How long has this been going on?

[jive]

Some progress with darkblue and Juan troubleshooting:

• nexus itself is okay, going onto the machine and accessing via localhost:8081 downloads content without issue
• nginx (osgeo3-nginx) configuration is likely introduced a size limit affecting routing to nexus

[jive]

Replying to robe:

jive looking at this now. I don't think we put in any new tools to cause this though.

How long has this been going on?

Let me check the geoserver deploy logs, I can at least get the correct date range.

• feb 23rd deploy worked
• march 1st: deploy failed

The public is starting to noice with build jobs and integration tests today.

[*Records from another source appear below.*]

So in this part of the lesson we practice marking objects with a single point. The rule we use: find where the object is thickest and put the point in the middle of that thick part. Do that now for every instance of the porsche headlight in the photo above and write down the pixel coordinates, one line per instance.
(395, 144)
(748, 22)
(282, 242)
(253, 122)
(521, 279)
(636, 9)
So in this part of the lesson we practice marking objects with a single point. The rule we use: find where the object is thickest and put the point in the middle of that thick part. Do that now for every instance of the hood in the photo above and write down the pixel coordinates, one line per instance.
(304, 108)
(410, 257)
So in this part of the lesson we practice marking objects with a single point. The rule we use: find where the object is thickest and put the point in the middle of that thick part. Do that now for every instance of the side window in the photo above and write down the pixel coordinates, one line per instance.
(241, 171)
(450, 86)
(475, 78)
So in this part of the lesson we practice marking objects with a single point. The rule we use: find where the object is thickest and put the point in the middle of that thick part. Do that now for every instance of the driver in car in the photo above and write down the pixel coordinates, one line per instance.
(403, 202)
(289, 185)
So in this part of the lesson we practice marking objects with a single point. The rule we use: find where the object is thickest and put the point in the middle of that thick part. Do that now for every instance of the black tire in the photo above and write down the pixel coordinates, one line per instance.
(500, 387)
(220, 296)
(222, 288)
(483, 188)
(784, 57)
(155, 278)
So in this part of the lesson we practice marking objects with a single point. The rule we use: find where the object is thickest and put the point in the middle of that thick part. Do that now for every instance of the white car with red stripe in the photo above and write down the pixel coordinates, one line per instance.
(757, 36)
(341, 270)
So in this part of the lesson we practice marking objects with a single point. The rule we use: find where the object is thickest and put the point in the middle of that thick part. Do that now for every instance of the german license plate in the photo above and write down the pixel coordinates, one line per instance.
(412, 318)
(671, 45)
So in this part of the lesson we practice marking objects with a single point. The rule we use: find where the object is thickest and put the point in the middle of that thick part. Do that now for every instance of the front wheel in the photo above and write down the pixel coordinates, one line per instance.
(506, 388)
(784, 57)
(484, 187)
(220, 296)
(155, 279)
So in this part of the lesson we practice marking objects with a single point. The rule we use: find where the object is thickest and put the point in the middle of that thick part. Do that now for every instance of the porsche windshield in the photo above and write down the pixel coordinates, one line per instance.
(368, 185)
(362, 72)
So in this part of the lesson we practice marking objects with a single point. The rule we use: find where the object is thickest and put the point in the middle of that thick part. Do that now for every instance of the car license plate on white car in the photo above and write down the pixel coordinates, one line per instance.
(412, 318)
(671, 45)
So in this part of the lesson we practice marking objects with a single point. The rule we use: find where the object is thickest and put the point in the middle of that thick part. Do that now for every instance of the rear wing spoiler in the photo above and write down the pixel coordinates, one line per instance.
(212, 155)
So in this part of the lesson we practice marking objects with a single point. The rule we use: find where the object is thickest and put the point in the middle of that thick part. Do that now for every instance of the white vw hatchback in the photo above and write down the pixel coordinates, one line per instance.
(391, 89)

So sometime on the weekend?

[robe]

Looks like osgeo3-nginx ran out of disk space. Was provisioned for 100GB. I've upped to 200 GB and will review to make sure nothing unusual. Can you try again and see if that resolved the issue?

[robe]

Okay determined cause of disk space out. I forgot to turn on log rotation on osgeo3-nginx when I set it up. As a result 90GB of space is taken up by nginx logs from beginning. I'll enable log rotation and that should prevent this issue moving forward.

[jive]

Deploy to nexus completed successfully.

Thanks for your assistance everyone!

[robe]

Okay logrotate is all set and I forced a rotate with:

logrotate -vf /etc/logrotate.d/nginx

to confirm I have the configs right so shouldn't be a problem moving forward.